Membro da Editoria da Revista Práxis.


No grande romance de Thomas Mann, A Montanha Mágica, o maçom italiano Setembrini, repositório da tradição carbonária italiana, dizia haver dois princípios a governar o mundo: o asiático, como sinônimo de força, tirania, estagnação e superstição; e o europeu, como sinônimo de movimento, progresso, liberdade, democracia. Essa dicotomia entre o princípio oriental e o ocidental, base ideológica da trajetória européia desde a Antigüidade, foi estudada pelo historiador Marcos Del Roio em seu mais recente livro: O Império Universal e seus Antípodas. Trata-se de uma tese de doutorado apresentada ao Departamento de Ciência Política da Universidade de São Paulo.

A primeira característica do livro que chama a atenção é a escolha da longa duração. Parecerá ousadia demasiada estender o olhar por nove séculos de história! Mas Del Roio não se propôs a construir uma história total desses séculos, mas sim traçá-los a partir de um fio de Ariadne que o conduziu pelos meandros de uma evolução ideológica labiríntica, plena de contradições. É o Ocidente e suas repercussões no plano da história das idéias que interessam ao Autor. Entretanto, tal opção pela longa duração propõe um problema que, embora os resultados obtidos pelo Autor o resolvam a contento, não aparece explicitado numa apresentação metodológica que, certamente, fez falta àqueles que, historiadores profissionais, interessam-se pelo desenvolvimento metodológico de seu campo de saber.

O problema concerne à possibilidade de encontrar-se uma história lenta, quase fora do tempo (para lembrar Braudel), no plano das idéias políticas. É sabido que o tempo longo da Escola dos Annales foi observado na geo-história, na civilização material, nas estruturas econômicas ou de parentesco e, particularmente, nas mentalidades. A política foi inicialmente relegada à história de curta duração. Parece que uma história intelectual não devassa a intimidade das crendices, do folclore e de todos os elementos de diversas temporalidades históricas cristalizados naquilo que Gramsci chamou de "senso comum". O fato é que o senso comum, ao contrário do que pensam alguns adeptos mais apressados daquilo que pensam ser a nova história francesa, não é apenas produto autônomo e separado da atividade das classes subalternas, como se ficasse numa esfera estanque, dissociada da cultura dominante. O senso comum é a leitura menos sistematizada, incoerente, da filosofia gestada pelos de cima. Por isso faz sentido estudar, por exemplo, a trajetória das idéias liberais (como o faz Del Roio) e de suas antíteses, posto que essas idéias conseguiram adquirir capilaridade social, tornar-se orgânicas, vinculadas às classes fundamentais da sociedade.

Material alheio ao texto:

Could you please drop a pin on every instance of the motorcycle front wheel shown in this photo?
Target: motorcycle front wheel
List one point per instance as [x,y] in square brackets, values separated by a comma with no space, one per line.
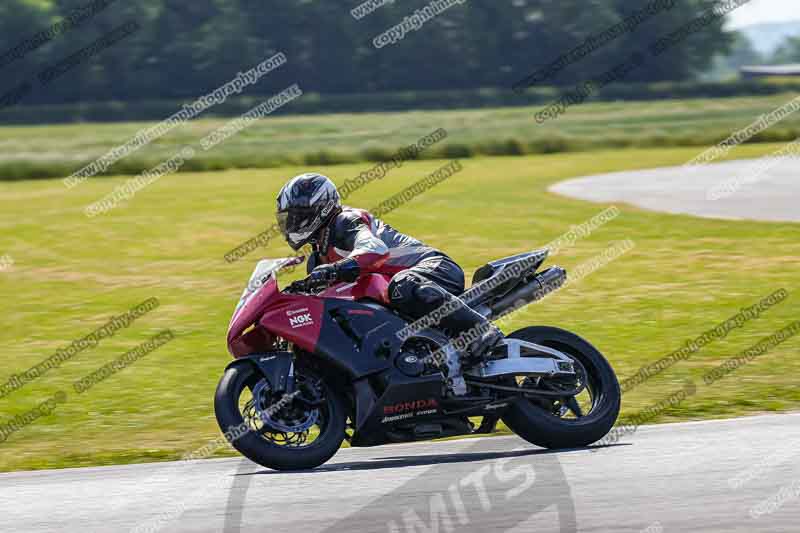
[296,431]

O Império universal... traça um panorama do processo de ocidentalização do mundo a partir da consolidação do modo de produção feudal, por volta do século XI, em plena Alta Idade Média. A escolha desse momento histórico não poderia ser mais acertada, pois é a culminância do processo de cristianização dos reis e senhores feudais e de formulação da teoria política do poder papal, que começou com a teoria dos dois gládios de Gelásio I (492-496), ou se quisermos ir além, desde que o cristianismo tornou-se uma religião de Estado (por obra do imperador Teodósio) e o bispo de Roma assumiu autoridade sobre os demais. O papa Nicolau II (1058-1061) deu consistência política à teoria da supremacia do poder espiritual sobre o temporal, concentrado poder e riqueza na alta hierarquia eclesiástica, quando restringiu a escolha de seus sucessores a um controlado colégio cardinalício (p. 20). O clímax desse desenvolvimento ocorreu em 1075 quando, para combater a simonia (comércio de bens sagrados) e o nicolaísmo (casamento sacerdotal), o papa Gregório VII preparou o Dictatus Papæ, pelo qual o poder espiritual se sobrepunha ao poder temporal, causando a famosa querela das investiduras com o imperador do Sacro Império Romano Germânico, Henrique IV. Foi com sua excomunhão e, depois, humilhação de Canossa, onde descalço e em trapos, suplicou o perdão papal e foi absolvido (1077), que se estabeleu os contornos políticos da Respublica Christiana. O universalismo eclesiástico na Europa Ocidental foi definido com a concordata de Worms (1122), entre o papa Calixto II e o imperador Henrique V.

Qual a importância desses fatos para a tese central de Del Roio? É a partir daí que se constitui o propósito de construir um imperium mundi do Ocidente cristão. Para criar e reforçar a própria imagem dessa pretensão imperial, são definidos os "outros", os infiéis a serem combatidos e dominados, que podiam ser a mulher, a natureza, o herege, a feiticeira, o diabo, o judeu (o povo deicida) etc.. Essa relação assimétrica de dominação assumiu diferentes formas durante a Idade Média e a Idade Moderna. No século XII, a ordem de Cister propôs a submissão da natureza e a da mulher. Paralelamente, Bernardo de Clairvaux (1090-1153) defendeu a idéia de império universal do Ocidente. A inferiorização do feminino foi realizada através do combate aos cultos celtas da fertilidade. A partir do século XII, é o diabo que aparece como o inimigo, com a finalidade de mobilizar a sociedade para a manutenção da coesão social. Por fim, a própria formação da identidade ocidental foi feita pela invenção de um outro negativo interno (Bizâncio) e um outro negativo externo (mundo mulçumano).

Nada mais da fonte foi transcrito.